The little girl who had gone back to her inspection of the dead and blood-soaked flowers snapped back into obedient attention.
“I would hate to discover this little game he is playing is stretching to you, as well. We still need him, Ovailia. I would hate to make you prove your loyalty to me again.”
Ice trailed down my spine at the warning. The hatred in his words moved through me so deeply I shivered, which caused his smile to expand.
“That won’t be necessary,” I cooed, keeping my voice gentle as I tried to pull his focus from my fear. He would have none of that, though; he simply smiled more. “I am yours, Father.”
“Good, because he may be my key to procuring Wynifred as my mate.” The greasy grin on his face spread wider. “And once that is done, we can attack Ilyan and his pathetic pack mules. Then we can end this.”

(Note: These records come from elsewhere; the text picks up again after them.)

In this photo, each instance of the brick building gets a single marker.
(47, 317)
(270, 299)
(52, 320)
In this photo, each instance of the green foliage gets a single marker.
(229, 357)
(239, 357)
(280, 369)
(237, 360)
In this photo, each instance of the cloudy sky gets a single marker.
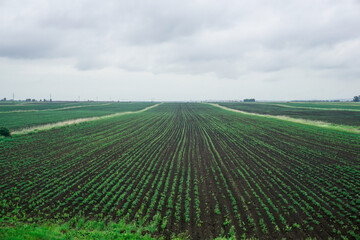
(180, 50)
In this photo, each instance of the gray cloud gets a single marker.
(228, 39)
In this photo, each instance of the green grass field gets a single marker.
(27, 115)
(181, 170)
(346, 113)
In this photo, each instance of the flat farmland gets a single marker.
(25, 115)
(344, 113)
(188, 168)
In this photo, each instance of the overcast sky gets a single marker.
(180, 50)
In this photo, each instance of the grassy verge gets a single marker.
(78, 229)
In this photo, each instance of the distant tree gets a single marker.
(4, 132)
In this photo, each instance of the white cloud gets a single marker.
(264, 40)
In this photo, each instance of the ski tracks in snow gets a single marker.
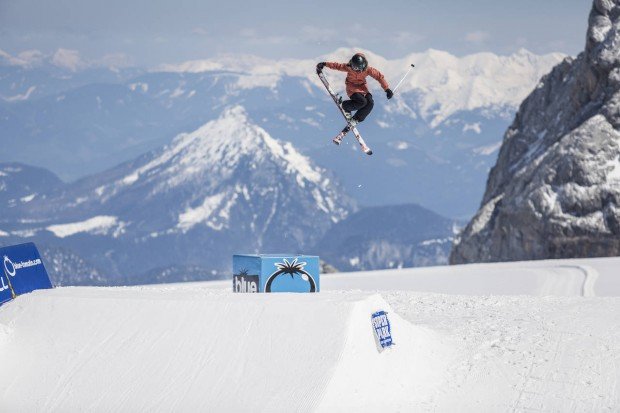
(523, 354)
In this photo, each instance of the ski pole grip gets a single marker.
(401, 80)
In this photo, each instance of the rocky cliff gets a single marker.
(555, 190)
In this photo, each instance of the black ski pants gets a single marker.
(362, 104)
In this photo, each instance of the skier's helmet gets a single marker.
(358, 62)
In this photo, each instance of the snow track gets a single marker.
(198, 347)
(170, 349)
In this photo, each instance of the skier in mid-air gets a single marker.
(361, 99)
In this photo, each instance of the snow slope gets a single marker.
(145, 349)
(200, 347)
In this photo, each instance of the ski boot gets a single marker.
(338, 139)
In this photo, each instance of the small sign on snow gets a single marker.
(382, 329)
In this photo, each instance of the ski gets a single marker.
(337, 100)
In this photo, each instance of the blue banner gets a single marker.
(274, 273)
(381, 326)
(22, 271)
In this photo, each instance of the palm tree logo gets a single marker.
(291, 268)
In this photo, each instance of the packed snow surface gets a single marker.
(494, 337)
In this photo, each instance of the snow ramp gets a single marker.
(180, 348)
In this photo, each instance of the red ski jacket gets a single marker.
(356, 81)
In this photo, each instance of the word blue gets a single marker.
(381, 326)
(22, 271)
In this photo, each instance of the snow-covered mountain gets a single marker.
(397, 236)
(226, 187)
(440, 133)
(555, 190)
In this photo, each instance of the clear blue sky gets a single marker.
(149, 32)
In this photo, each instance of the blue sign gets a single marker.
(22, 271)
(381, 326)
(275, 273)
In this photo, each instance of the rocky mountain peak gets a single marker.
(555, 189)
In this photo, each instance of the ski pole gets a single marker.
(401, 80)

My smile broadened with eager anticipation as he turned back toward the girl. The way he was looking at her and the way her eyes glossed over made it obvious he was taking control through the Štít he had placed in her heart.
Looking away, I walked back toward the end of the alley, avoiding a puddle of what looked like fresh blood that had pooled in the middle of the cobbled street.
Everything here was too red, too wet, and too dirty. Add to that the decay of a city left to rot, and I wasn’t about to touch anything. It was bad enough I had to smell it. I would have preferred the vile death of the camp outside the wall to this, and that was something I had never thought I would admit.
“Ovailia,” my father called loudly from behind me, his voice carrying enough to awaken one of the many Vilỳs who lay hidden in the space. I heard the hiss and turned, ready to say the word, but with one look, the mutated thing retreated, its tail between its legs.